However, things become less certain when the lens is narrowed. Over the previous four years, the ageless Dow Jones Industrial Average (DJINDICES: ^DJI), benchmark S&P 500 (SNPINDEX: ^GSPC), and growth-powered Nasdaq Composite (NASDAQINDEX: ^IXIC) have traded off bear and bull markets in successive years.

Truth be told, there is no foolproof method for accurately predicting short-term directional moves or crashes in Wall Street's three major stock indexes -- but that doesn't stop investors from trying to gain an advantage.

Though there's no concrete way to accurately forecast where the Dow Jones, S&P 500, and Nasdaq Composite will head next, there are a relatively small number of metrics and predictive indicators that have strongly correlated with directional moves in the stock market's major indexes. One of these predictive tools suggests trouble may be brewing in paradise, which has the potential to send Wall Street over the proverbial edge.

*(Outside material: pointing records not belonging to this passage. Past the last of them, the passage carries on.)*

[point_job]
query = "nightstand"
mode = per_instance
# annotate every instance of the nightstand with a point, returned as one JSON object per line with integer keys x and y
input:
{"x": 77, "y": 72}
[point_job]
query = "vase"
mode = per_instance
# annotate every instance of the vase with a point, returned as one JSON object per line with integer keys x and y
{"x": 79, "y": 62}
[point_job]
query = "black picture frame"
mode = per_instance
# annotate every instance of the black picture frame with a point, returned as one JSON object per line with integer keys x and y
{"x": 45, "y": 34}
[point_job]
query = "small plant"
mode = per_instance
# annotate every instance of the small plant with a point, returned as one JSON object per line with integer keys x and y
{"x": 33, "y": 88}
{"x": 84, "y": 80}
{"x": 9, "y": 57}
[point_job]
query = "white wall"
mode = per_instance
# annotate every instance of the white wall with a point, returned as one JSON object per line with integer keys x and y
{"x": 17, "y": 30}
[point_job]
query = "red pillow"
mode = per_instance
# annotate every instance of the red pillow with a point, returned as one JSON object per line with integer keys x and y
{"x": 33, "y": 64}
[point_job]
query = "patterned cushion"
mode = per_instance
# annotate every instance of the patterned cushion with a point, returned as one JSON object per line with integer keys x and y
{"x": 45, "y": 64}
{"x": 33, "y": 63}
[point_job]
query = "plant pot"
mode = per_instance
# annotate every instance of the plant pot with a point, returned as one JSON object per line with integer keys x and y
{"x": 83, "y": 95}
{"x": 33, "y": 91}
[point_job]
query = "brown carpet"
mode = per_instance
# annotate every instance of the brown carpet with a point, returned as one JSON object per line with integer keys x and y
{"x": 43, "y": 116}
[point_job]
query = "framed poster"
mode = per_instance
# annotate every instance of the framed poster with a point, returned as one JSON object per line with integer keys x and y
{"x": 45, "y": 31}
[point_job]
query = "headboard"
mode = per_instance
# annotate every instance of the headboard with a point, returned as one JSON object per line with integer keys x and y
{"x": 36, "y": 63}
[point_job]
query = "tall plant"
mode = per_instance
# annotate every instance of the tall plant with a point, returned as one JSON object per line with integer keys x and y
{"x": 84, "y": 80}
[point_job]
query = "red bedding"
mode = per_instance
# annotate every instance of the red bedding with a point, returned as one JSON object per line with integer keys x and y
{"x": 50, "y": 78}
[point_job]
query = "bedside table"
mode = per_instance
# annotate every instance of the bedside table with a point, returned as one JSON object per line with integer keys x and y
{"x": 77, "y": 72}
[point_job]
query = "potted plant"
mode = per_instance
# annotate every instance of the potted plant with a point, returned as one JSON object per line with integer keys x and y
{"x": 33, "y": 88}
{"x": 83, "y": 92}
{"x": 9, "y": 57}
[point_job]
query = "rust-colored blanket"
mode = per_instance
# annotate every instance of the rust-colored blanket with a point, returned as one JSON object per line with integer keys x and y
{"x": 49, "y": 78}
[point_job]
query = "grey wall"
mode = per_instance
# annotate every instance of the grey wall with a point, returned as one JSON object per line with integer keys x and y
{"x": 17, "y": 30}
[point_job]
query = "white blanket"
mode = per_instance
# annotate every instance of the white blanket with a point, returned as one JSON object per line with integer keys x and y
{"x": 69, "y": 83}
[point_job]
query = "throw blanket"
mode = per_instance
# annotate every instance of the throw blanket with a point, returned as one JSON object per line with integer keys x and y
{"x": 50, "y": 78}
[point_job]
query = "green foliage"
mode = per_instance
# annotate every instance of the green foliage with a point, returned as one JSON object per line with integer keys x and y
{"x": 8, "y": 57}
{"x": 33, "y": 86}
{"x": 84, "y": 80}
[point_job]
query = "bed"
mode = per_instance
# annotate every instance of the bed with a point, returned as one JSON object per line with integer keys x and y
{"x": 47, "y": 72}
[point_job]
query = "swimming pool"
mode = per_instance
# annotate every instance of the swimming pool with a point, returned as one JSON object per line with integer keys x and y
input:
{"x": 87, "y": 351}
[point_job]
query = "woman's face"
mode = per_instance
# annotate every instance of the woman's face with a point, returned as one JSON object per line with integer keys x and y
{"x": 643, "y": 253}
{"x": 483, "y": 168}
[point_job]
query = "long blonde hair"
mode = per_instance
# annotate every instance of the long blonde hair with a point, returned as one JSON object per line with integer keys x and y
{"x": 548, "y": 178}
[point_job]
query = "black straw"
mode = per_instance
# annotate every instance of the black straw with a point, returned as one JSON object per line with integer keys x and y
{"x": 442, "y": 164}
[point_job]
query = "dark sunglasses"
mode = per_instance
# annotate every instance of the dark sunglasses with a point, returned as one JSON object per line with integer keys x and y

A financial newspaper highlighting a plunging stock chart with the headline, Where Will the Market Go Next?
Image source: Getty Images.

Are stocks about to fall off a cliff?

The forecasting tool in question that's piquing the interest of Wall Street skeptics is the Federal Reserve Bank of New York's recession probability indicator.

Every month for more than six decades, the NY Fed's recession probability tool has analyzed the spread (difference in yield) between the 10-year Treasury bond and three-month Treasury bill (T-bill) to determine how likely it is that a U.S. recession will crop up over the coming 12 months.

The vast majority of the time, the Treasury yield curve slopes up and to the right. In other words, Treasury bonds that aren't set to mature for 30 years will offer higher yields than T-bills that are set to mature in, say, a month or a year. Yields should increase the longer your money is invested in an interest-bearing asset.

But as the 10-year/three-month yield spread has shown over the past 65 years, the yield curve doesn't always behave as planned. Occasionally, the yield curve inverts, which represents an instance where T-bills sport higher yields than Treasury bonds maturing a long time from now. When the yield curve inverts, it's typically a sign that investors are worried about the near-term outlook for the U.S. economy.

Now here's the quirk: A yield-curve inversion doesn't guarantee the U.S. economy will dip into a recession. However (and here's the key "however'), every recession since the end of World War II in September 1945 has been preceded by a yield-curve inversion. It represents something of a warning to investors that the U.S. economy and stock market could be teetering on disaster.